No one telescope is perfect for all applications and many astronomers have more than one. But if you aren't sure whether astronomy is the right hobby for you, or simply want the occasional look at the sky, then it makes sense to get as much help as possible.
Seeing is believing: Well not always, but it is a good start and this is where your local astronomical society can help. You will also find lots of helpful videos at the Astronomy and Nature centre and the Stargazers Lounge Forum is THE place to go to discuss all your problems.
Most societies will have Star Parties and regular viewing sessions, weather permitting. These will give you an opportunity to see the various sorts of telescopes, their relative sizes, etc., though you may not see the cheaper, starter scopes that we have been talking about. But if you get the chance to look through the bigger scopes it will give you some idea of exactly what can be seen if you progress beyond the beginner phase. And there are all the photos which you will see on their web sites.
Astronomy tends to be a solitary occupation and at your local astronomical society you may need to be polite but persistent if you want to find out more. By far your best bet is to go to one of the Star Parties that they organise. These normally go ahead regardless of the weather as they usually have some room(s) where everyone can meet. Better still, they will often operate telescope clinics where you can take your telescope, if you have one, and discuss your problems - or see others! And if you don't have a scope, which is what we are assuming here, you can see the various types and get some idea of their sizes and how they work. And if the weather is fine you can have a look through them. Do take advantage of these opportunities.

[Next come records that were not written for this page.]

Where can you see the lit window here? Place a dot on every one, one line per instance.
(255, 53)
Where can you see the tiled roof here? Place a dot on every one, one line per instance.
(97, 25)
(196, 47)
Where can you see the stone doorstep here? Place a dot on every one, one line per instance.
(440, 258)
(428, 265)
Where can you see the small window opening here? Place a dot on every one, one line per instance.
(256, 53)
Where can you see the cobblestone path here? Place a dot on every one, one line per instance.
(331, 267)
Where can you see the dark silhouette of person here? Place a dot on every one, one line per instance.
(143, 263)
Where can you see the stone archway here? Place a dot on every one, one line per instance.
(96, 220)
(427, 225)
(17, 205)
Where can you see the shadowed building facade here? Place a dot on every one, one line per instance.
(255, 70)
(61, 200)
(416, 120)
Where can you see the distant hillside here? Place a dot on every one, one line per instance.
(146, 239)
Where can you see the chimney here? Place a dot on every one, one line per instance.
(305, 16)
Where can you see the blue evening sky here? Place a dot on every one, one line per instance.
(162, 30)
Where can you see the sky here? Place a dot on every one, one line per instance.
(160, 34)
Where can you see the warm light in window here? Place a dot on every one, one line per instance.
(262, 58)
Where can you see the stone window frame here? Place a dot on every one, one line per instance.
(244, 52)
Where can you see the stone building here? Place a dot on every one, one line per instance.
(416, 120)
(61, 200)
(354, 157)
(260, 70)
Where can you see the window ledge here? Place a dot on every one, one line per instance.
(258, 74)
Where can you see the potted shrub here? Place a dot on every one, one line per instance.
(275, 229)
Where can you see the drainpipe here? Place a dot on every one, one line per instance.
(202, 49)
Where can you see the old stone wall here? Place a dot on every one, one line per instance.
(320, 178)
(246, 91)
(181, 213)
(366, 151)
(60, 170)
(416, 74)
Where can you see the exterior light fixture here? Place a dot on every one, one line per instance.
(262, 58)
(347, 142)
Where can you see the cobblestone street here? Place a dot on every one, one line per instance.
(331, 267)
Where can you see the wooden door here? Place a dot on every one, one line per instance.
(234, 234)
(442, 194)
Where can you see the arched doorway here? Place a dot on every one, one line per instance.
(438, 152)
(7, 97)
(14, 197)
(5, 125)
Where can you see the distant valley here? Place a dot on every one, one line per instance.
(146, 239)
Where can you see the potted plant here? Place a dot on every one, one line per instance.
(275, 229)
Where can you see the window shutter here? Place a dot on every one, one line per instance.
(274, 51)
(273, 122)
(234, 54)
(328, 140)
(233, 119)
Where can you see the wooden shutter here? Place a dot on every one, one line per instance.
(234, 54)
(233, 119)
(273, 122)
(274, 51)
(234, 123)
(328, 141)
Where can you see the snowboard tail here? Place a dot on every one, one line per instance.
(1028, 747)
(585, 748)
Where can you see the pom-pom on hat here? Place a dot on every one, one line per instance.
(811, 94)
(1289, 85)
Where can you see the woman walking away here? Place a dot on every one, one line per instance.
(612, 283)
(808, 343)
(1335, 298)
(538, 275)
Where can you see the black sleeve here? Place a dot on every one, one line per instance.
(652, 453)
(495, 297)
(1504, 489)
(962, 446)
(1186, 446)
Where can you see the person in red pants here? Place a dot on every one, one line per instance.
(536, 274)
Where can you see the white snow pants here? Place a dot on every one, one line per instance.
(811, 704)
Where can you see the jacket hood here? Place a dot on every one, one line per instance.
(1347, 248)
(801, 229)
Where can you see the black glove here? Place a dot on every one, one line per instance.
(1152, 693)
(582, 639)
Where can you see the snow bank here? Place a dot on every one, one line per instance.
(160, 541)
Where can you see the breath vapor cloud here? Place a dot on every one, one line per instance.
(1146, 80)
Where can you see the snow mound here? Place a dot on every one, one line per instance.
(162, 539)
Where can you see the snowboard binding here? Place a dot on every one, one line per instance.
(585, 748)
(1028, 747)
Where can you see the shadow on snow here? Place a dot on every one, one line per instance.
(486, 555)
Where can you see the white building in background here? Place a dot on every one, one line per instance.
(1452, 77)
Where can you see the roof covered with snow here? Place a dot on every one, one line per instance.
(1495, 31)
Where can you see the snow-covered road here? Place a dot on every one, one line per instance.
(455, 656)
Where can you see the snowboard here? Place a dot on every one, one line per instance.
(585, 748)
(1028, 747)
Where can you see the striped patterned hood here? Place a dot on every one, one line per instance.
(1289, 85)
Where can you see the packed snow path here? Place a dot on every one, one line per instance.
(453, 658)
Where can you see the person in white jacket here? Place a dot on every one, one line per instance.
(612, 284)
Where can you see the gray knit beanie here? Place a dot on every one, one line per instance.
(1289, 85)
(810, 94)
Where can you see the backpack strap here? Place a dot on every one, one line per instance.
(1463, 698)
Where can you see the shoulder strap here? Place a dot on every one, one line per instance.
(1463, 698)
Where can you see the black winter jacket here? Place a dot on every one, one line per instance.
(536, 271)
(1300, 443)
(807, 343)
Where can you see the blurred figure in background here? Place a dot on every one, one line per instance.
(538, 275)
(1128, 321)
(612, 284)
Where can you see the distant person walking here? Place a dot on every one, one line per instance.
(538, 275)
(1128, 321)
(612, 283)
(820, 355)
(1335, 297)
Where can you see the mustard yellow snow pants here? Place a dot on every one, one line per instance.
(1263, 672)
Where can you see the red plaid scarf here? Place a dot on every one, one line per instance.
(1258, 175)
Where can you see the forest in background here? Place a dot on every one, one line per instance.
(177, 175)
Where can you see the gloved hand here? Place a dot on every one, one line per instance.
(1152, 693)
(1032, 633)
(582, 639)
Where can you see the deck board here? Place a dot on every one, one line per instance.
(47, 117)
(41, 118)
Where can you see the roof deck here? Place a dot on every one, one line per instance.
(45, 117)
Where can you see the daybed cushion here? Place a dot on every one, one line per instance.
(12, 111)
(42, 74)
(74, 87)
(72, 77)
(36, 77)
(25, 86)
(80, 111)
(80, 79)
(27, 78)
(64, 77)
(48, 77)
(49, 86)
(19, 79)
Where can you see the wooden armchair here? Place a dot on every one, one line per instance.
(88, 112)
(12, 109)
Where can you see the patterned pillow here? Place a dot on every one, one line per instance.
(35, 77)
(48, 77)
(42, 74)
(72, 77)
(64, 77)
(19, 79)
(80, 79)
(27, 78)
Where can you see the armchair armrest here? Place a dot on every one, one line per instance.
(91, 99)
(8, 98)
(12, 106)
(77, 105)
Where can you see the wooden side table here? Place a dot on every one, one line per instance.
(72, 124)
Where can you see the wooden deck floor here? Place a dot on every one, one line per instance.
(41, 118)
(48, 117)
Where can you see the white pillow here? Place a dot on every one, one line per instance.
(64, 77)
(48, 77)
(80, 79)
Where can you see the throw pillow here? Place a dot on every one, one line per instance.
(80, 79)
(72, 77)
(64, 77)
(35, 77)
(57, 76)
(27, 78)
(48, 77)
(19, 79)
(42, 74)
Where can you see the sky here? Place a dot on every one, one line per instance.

Of course if astrophotography grabs you, then the requirements begin to change though you can, for very little extra expense get good photos with webcams. But sticking with the visual side and 'small' scopes for beginners the table below gives a very approximate guide assuming that the you use just the very bare essentials.
Oct 2014 - sorry - missing due to change of software update!
Whether you are a beginner or experienced astronomer I would very strongly recommend
'An Amateur's Guide to Observing and Imaging the Heavens' by Ian Morison, published by Cambridge University Press.
It is very up-to-date and comprehrensively covers virtually everything on
Telescopes, Binoculars, Observation and Imaging, with a final chapter on Spectroscopy.